The state's moves are shaping the landscape with a series of catch-up reforms for better protection of intellectual property, scientific research, industrial modernization, and further urbanization.
A view of the Bund area in east China's Shanghai, June 1, 2022. /Xinhua
A view of the Bund area in east China's Shanghai, June 1, 2022. /Xinhua
First, China doubles down on self-sufficiency.
Over the years, China's determination to plug itself into global trading system by expanding its role as the world factory and opening up new import markets has turned out to be too much dependence on external market, especially America, Europe and Japan.
Rising geopolitical risks and growing American enmity against China have exposed risks to China that the U.S.-led West might use their economic power to sap demand for Chinese exports and inhibit China's technological advances, through trade war, export controls, sanctions, decoupling or friend-shoring.
To ward off such perils and fortify the Chinese economy, a security-oriented economic strategy called "dual circulation," with internal circulation as the main body, has been initiated. It is a fullbore pursuit of selfreliance in making almost everything, from grains to energy and raw materials, to processes involved in production and distribution.
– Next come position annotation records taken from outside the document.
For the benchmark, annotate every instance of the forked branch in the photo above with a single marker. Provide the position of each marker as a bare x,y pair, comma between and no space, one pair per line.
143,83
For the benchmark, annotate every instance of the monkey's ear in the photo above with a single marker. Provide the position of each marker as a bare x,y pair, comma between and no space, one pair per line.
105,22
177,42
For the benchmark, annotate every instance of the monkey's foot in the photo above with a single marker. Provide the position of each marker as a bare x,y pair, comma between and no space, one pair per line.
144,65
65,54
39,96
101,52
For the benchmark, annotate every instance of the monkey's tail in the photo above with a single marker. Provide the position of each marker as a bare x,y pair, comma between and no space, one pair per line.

The Belt and Road Initiative also helps China find new economic friends.
According to the World Intellectual Property Organization, China rises to the 12th place in the Global Innovation Index (GII) 2021, ranking first in the world in terms of patents by origin, trademarks by origin, industrial designs by origin and creative goods exports. As the only middle-income economy in the GII Top 15, China has gradually established itself as a global innovation leader.
According to research published by Goldman Sachs in 2020, China's self-sufficiency in some high-tech products or strategic industries has broadly improved, meaning that China needs fewer products from abroad.
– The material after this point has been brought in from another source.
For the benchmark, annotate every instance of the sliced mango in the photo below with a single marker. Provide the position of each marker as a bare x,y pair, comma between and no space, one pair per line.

Second, China accelerates the digital upgrading of industry.
The industrial policy of the "Made in China 2025" helps China's industry leapfrog from labor-intensive to technology-intensive and enables China to become the world leader in mobile payments, robots automation and the like. Under the scheme, the government is helping companies get digital technologies and rapid automation deeply embedded into their operations and achieve world-beating breakthroughs.
More prominently, China turns to industrial robots to automate and consolidate its manufacturing dominance when labor shrinks and wages rise. According to new data from the International Federation of Robotics, China installed nearly twice as many new industrial robots as did factories throughout the Americas and Europe, and almost as many robots in its factories as the rest of the world in 2021, reinforcing its status as the No.1 market for robot manufacturers worldwide. With more robots, China's factories keep costs down, while focusing more on higher-end manufacturing tasks, discouraging Western companies from shifting production out of China.
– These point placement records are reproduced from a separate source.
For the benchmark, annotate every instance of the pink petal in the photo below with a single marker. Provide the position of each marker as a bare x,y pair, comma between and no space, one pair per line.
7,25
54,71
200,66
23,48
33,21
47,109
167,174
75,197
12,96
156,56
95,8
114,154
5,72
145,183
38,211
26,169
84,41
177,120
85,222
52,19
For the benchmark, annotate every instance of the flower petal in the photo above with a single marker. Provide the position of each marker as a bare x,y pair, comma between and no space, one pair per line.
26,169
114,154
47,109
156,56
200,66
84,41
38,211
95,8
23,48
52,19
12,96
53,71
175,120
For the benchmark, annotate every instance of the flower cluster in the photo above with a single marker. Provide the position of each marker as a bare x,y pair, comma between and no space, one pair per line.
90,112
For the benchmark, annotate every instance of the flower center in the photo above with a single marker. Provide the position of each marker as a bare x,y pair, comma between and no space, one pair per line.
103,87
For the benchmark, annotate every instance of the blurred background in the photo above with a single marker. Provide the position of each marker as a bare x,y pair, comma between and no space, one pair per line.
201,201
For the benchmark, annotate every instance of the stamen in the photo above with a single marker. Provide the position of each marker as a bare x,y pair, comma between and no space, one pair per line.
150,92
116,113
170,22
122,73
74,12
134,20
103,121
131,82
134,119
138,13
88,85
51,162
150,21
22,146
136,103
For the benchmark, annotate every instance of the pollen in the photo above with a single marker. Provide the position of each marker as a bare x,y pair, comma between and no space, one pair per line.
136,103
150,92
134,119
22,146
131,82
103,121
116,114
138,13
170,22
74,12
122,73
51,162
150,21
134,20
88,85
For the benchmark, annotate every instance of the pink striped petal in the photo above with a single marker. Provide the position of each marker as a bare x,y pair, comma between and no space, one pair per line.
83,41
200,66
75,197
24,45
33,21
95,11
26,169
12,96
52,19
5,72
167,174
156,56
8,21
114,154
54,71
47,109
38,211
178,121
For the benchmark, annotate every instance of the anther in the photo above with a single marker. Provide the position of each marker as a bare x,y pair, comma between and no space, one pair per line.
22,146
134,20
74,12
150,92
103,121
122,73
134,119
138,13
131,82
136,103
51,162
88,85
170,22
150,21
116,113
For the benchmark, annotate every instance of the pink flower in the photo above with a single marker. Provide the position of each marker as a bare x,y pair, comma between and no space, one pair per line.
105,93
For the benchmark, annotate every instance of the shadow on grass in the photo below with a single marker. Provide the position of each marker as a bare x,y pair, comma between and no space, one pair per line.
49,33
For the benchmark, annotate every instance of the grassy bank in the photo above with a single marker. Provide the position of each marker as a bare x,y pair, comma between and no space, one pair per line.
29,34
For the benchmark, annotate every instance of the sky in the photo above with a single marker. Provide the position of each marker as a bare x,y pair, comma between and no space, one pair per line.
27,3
Third, China carries out state-sector reforms.
The IMF has attributed the decline of productivity growth in recent years to state's support for nonviable state-owned companies crowding out private firms. The IMF estimates that the productivity at state-owned firms is about 80 percent of private firms in China.
In spite of helping prop up Chinese economy from crises, such as the 2008 global financial crisis and the COVID-19 outbreaks, China's massive government stimulus programs have been said to have supported state sector and further worsened productivity growth.
To stir up productivity, China has conducted state-sector reforms to improve efficiency. To lay out a level playing field for all corporate entities inclusive of state-owned, private and foreign-funded ones, actions have been taken, such as phasing out implicit government financing guarantees for state-owned ones.